It’s 2:13 AM when the knocking starts—loud, impatient, and way too human to be part of your dream. At first, you ignore it. Roll over. Pull the blanket higher.
No such luck.
The knocking turns into banging. Then comes the telltale sound of someone jiggling the handle like that might miraculously unlock it from the outside. A beat of silence follows… then a muffled, slurred whisper—your name, half-sung, half-sighed.
“I swear if you’re in there pretending to sleep…”
You groan, dragging your face into the pillow for a long moment before throwing back the blanket. It’s not just someone. It’s Aaron. Again. The hardwood floor is ice cold under your feet as you shuffle down the hallway, eyes still half-shut. The knocking has devolved into sad little thuds now, like he’s gently bonking his forehead against the door in defeat.
This is the third time he’s locked himself out this month. You twist the deadbolt, and the second the door creaks open, Aaron nearly falls through it. He catches himself on the frame, grinning up at you like this is all one big inside joke.

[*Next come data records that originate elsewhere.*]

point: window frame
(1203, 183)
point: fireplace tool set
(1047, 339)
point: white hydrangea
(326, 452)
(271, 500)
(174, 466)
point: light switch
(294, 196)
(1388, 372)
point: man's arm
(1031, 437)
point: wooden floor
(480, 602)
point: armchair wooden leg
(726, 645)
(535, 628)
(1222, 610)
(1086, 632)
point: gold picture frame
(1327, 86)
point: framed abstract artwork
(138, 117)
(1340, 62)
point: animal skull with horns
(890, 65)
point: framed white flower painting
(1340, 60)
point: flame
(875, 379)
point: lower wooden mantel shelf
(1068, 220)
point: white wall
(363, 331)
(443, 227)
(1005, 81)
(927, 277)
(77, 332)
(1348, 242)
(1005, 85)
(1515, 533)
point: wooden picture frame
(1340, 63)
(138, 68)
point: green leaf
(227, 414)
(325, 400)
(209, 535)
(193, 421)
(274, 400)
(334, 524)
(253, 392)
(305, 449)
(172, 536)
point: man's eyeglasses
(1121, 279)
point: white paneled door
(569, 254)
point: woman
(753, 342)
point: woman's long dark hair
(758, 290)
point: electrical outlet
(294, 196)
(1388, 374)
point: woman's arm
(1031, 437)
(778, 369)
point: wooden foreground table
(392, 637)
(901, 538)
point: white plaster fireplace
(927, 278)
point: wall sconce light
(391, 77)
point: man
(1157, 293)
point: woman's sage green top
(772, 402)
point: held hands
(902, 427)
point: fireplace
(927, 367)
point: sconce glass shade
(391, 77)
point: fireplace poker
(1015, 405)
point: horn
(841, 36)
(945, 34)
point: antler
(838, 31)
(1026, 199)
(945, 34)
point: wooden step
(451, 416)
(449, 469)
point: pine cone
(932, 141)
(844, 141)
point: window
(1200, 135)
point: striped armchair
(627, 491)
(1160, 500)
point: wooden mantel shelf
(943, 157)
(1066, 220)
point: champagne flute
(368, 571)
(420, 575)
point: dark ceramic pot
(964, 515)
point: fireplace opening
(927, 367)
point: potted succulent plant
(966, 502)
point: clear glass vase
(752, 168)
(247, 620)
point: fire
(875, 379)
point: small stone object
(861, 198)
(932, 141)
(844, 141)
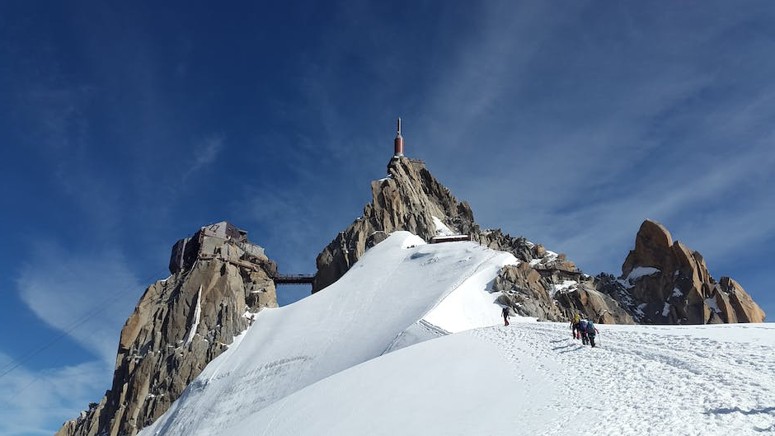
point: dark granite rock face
(665, 282)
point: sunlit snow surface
(299, 370)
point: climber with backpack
(591, 333)
(574, 326)
(582, 328)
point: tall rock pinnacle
(219, 280)
(665, 282)
(409, 198)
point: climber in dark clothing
(591, 332)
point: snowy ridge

“Forgot my key,” he says, like that’s a totally valid excuse at 2AM. His voice is gravel-soft from yelling over music somewhere, and his breath smells like cheap vodka and Red Bull. There’s glitter smudged across one cheekbone and his hair’s a mess—curls flattened in weird directions like he’s been wearing a crown or possibly someone’s fuzzy bucket hat.
You look him up and down. Black hoodie. Ripped jeans. One Converse, one bare sock. No jacket. He squints at you through the dim light spilling from the hallway.
You sigh and step aside. He stumbles in with all the grace of a baby deer on a frozen lake, muttering something about “only having two drinks, promise,” and “the party was so dead anyway, honestly, you didn’t miss much.”
He collapses face-down onto the couch without bothering to take off his remaining shoe, sighing into a throw pillow. “You’re the best,” he mumbles, half-asleep already. You close the door and lock it again behind him, sighing.